THE WASHINGTON TIMES
When Camille Paglia was introduced last week at the American Enterprise Institute, Christina Hoff Sommers noted that the lecture had the “characteristically modest in scope” title of “Art, Politics and Religion in America Today.”
A professor at the University of the Arts in Philadelphia, Miss Paglia’s fifth book, “Break, Blow, Burn,” is a discussion of 43 of what she deems the greatest poems in the Western canon. The following are excerpts from her lecture and her responses in a question-and-answer period:
I just spent five years on this book “Break, Blow, Burn,” keeping a very low profile because I felt it was absolutely necessary to go directly to the general audience on a question of art. I’m trying to put in front of general readers examples of art.
I go from Shakespeare to Joni Mitchell’s “Woodstock” at the very end in order to encourage a kind of direct engagement with art which I feel that campus ideologies have not permitted for a very long time. …

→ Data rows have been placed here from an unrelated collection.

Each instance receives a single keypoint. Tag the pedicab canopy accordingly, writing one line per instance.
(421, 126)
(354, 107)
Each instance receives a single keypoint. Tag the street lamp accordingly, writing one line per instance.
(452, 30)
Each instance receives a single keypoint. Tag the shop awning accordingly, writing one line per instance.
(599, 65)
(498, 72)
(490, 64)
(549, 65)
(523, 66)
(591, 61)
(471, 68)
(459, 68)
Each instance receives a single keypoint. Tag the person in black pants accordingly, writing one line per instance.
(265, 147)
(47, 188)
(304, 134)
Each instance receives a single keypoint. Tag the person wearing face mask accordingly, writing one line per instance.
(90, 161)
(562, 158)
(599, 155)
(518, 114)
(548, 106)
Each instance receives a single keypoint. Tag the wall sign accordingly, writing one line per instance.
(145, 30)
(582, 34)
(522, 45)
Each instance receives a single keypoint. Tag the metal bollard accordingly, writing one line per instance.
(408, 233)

I am a secular humanist. I am a lapsed Catholic and an atheist. However, I believe, as much as the new pope, that secular humanism is sick, it is spiritually empty. Part of the problem is that the left has tried to elevate politics … over all other aspects of culture. Particularly for me as a humanities professor, art has been the victim of this over the past three decades. …
What I would say to conservatives is that it’s really incorrect for you to laud the canon and demand for its reintroduction without embracing the other part of the canon in Western culture, and that is the visual arts tradition in the Greco-Roman line … where the nude and where the eroticism of the body are very, very important. What I see coming from conservatives is a tendency to censor, and a kind of sanitization of what the history of art means, which means you have to edit out an incredible amount from the canon, from Donatello and Michelangelo’s nudes through Titian, Caravaggio to the 19th century Delacroix, Manet, Renoir, et cetera. Is that what conservatism means in education?
But then to the left, I want to say, you have vandalized art in this period of identity politics, another part of the legacy of the 1960s. Politics began to feel that art was merely a servant of its own agenda on campus. That is when the universities went very seriously astray, when the humanities began to become corrupted, and that’s how they marginalized themselves. …
Art lasts. … It’s a spiritual resource. But no, no, no — over the last 30 years on American campuses, the idea of the best or the greatest was just thrown out as relative, subjective, based on political considerations and so on.
Identity politics has to go. We’ve got to bring back the idea that all of art belongs to all people. And that we don’t want a situation where young women are being encouraged to read only works by women. What is the end result of that? A lot of bad poetry. …
I have poems by Langston Hughes and Jean Toomer that are from the Harlem Renaissance at its height. These are African-American poets who saw the whole history of poetry as part of their property, their intellectual property. They drew from it, they were inspired by it. And that’s why those poems are as good as they are, because they did not confine themselves simply to writing by African-Americans.
But now today, you have young people, aspiring writers, aspiring artists who are being given very, very thin porridge. They are not being exposed to the best that has been written, to the best that has been created in the visual arts. So I’m very, very concerned about the future of the American arts. Art defines a civilization, and I do not see where our future artists are going to come from.
At the present moment, young people are surrounded by a popular culture that’s in a very degraded state. I no longer have the kind of evangelical fervor that I had for pop when I first sprang on the scene in the early ‘90s because I watched it decline over the last almost 15 years. Something has gone very, very wrong, even at the level of simple craft in the movies that are coming out of Hollywood. …
But what exactly is culturally nourishing in young people’s environment? Design has become a substitute, but design has no spiritual message, it has no spiritual content to it. And I maintain that art has a spiritual dimension, and that is what has not been acknowledged in the way literature has been taught in this period of deconstruction for the past 30 years. And this is terrible and crippling for young people.